German FA sets up group to help gay players
The German Football Association (DFB) has set up a working group to provide information to help prepare clubs to deal with the potential outing of a gay professional footballer.
- Agence France-Presse
- Updated: February 06, 2013 11:18 pm IST
The German Football Association (DFB) has set up a working group to provide information to help prepare clubs to deal with the potential outing of a gay professional footballer.
"We will prepare an internal guide with the assistance of outside experts," sports sociologist Gunter Pilz, who is leading the group, told SID, an AFP subsidiary.

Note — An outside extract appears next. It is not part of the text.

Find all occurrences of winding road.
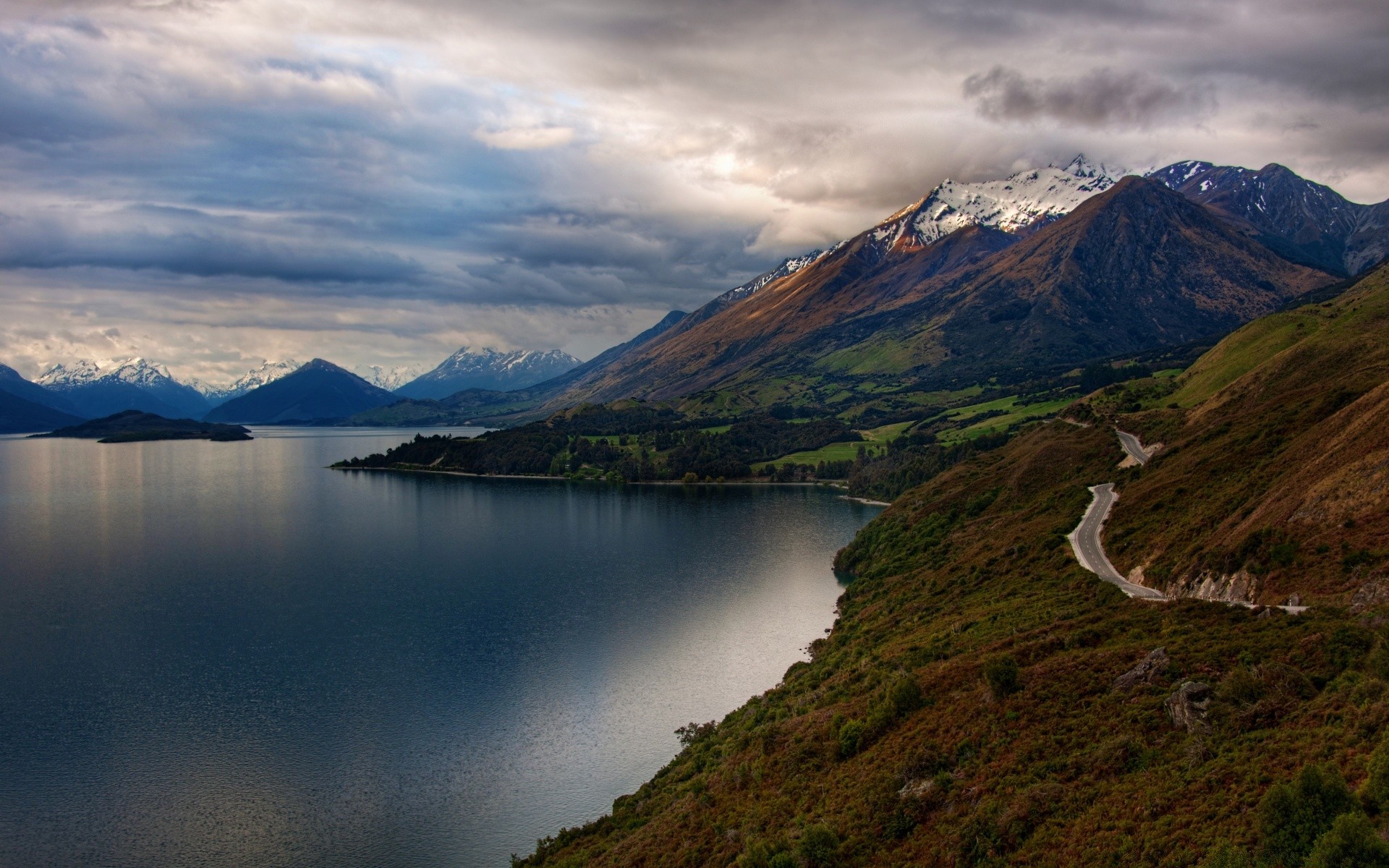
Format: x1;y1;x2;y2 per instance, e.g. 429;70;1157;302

"The idea is to help clubs and associations be prepared for a possible outing so they can help provide the best possible assistance."

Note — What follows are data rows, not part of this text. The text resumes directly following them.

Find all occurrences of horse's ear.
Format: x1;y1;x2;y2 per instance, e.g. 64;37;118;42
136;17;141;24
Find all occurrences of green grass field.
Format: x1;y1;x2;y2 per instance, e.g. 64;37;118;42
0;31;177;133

Pilz stressed he did not know of any footballers who wanted to come out: "Whether a professional football player decides to come out, remains the personal decision of each individual".
The working group will include Marcus Urban, who retired from football in the 1990s and is the only German footballer to have come out, as well as representatives from the German Football League (DFL).

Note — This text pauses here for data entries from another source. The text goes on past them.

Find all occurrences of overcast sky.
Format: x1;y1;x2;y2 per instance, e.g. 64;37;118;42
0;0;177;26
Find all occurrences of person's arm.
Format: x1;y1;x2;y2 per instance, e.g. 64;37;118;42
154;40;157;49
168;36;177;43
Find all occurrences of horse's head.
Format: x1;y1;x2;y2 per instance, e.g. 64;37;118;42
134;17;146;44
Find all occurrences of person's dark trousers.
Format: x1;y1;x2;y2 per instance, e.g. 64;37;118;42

"We want to give the sports world the chance to show it's not as intolerant as it is sometimes presented," Urban told news.de
While no current Bundesliga footballer has revealed his homosexuality, senior figures here have actively encouraged them to do so.
In September last year, German Chancellor Angela Merkel told gay footballers they should have no fear of revealing their homosexuality at a forum in Berlin to discuss integration in sport.
Bayern Munich president Uli Hoeness has said it was only a matter of time before a Bundesliga player comes out, while back in 2009, ex-DFB president Theo Zwanziger pledged full support for any footballer who did so.
But current members of the national squad are divided on the topic.
In 2011, Germany striker Mario Gomez said openly gay footballers "would play as if they had been liberated. Being gay should no longer be a taboo topic."
But national team captain Philipp Lahm advised against it: "An openly gay footballer would be exposed to abusive elements," he told German magazine Bunte.
"For someone who does (come out), it would be very difficult."